In any case, whether or not you agree with my view here, what you are proposing is definitely a bad idea. If you identify the direction of the test from the observed data, and then perform a one-sided test in the identified direction, you will bias your test towards rejection of the null hypothesis.

• You mentioned 'classical hypothesis tests,' is there a circumstance with different tests where this problem doesn't exist when doing a one tailed test? Is this problem just for tests where the test statistical is distributed symmetrically? And if this is the case, doesn't that make symmetrical tests less likely to give you statistically significant results inherantly, making a one tailed test closer to that of an assymetrical test? Apr 17, 2020 at 10:11
• The same basic problem exists with non-symmetric tests in the classical framework (as opposed to say, the Bayesian framework), but the p-value is not exactly halved.
– Ben
Apr 17, 2020 at 10:19
• –1 Non-inferiority, non-superiority, and TOST equivalence tests are all routine examples of one-sided tests. Jun 30, 2021 at 0:47
• @Alexis: Thanks for the explanation of your downvote; good of you to do. I am speaking here in the context of the original question, referring to a T-test for a mean difference, so I intend for my warnings to apply in that context. There are certainly some one-sided tests in other contexts that are fine (although I consider TOST to be essentially a kind of two-sided test, so I don't consider that to be a counter-example). I have edited the first sentence of my answer to be clearer on the restricted context I have in mind; hope that helps.
– Ben
Jun 30, 2021 at 2:17
• @Ben Works for me. :) <3 Jul 1, 2021 at 1:43

A one-tailed test is appropriate if you only want to test if there is a difference between your groups in a specific direction.
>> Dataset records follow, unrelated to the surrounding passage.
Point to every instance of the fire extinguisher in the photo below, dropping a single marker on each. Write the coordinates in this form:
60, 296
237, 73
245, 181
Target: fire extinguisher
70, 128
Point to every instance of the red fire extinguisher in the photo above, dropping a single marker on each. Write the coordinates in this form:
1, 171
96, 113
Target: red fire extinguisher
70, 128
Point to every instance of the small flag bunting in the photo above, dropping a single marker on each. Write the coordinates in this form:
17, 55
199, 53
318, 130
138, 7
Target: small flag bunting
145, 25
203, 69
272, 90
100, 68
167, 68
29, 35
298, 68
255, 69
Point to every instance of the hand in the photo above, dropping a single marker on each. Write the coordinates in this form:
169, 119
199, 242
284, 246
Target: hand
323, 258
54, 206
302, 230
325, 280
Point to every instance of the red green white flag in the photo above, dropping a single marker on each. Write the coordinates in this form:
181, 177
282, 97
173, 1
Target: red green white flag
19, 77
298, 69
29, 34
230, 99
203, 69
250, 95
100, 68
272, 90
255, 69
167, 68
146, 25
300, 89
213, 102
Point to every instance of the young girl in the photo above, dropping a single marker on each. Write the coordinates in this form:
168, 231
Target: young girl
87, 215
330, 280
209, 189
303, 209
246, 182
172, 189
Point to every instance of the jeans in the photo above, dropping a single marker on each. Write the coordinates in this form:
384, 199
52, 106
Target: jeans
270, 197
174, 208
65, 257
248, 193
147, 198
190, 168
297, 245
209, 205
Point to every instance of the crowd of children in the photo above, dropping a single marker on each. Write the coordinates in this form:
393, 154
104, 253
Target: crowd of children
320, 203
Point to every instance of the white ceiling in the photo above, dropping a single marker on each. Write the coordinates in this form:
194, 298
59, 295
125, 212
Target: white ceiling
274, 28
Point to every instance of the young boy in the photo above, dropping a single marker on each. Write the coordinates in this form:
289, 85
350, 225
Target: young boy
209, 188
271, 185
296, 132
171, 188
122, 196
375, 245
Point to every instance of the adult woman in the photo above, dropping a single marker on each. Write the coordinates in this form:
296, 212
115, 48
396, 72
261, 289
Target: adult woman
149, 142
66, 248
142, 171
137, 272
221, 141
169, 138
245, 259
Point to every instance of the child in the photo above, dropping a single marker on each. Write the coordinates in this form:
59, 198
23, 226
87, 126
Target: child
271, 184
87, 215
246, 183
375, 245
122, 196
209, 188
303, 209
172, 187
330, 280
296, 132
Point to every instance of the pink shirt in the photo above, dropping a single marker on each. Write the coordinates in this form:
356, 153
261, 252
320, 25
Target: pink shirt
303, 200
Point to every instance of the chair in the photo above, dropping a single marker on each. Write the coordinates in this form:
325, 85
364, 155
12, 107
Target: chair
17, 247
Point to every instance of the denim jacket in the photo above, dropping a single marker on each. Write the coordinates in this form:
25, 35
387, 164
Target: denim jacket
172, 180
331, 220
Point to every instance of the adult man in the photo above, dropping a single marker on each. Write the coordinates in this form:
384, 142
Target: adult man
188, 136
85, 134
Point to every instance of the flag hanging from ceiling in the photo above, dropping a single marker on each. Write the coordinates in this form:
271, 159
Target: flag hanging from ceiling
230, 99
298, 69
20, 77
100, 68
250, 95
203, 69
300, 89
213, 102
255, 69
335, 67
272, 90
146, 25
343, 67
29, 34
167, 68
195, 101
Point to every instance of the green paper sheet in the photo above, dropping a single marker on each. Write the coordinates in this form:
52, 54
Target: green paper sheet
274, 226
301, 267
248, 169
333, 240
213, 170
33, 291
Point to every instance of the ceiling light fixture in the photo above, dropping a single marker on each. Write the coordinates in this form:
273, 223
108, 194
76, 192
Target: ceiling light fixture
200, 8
You would use a two-tailed test if you want to determine if there is any difference between the two groups you're comparing.

As user Mur1lo says in their comment - you should never design your analysis after the data is collected. Therefore a two-tailed test is often more appropriate. A one-tailed test can only be justified if you have made a prediction prior to data collection about the direction of the difference, and you are completely uninterested in the possibility that the opposite outcome could be true.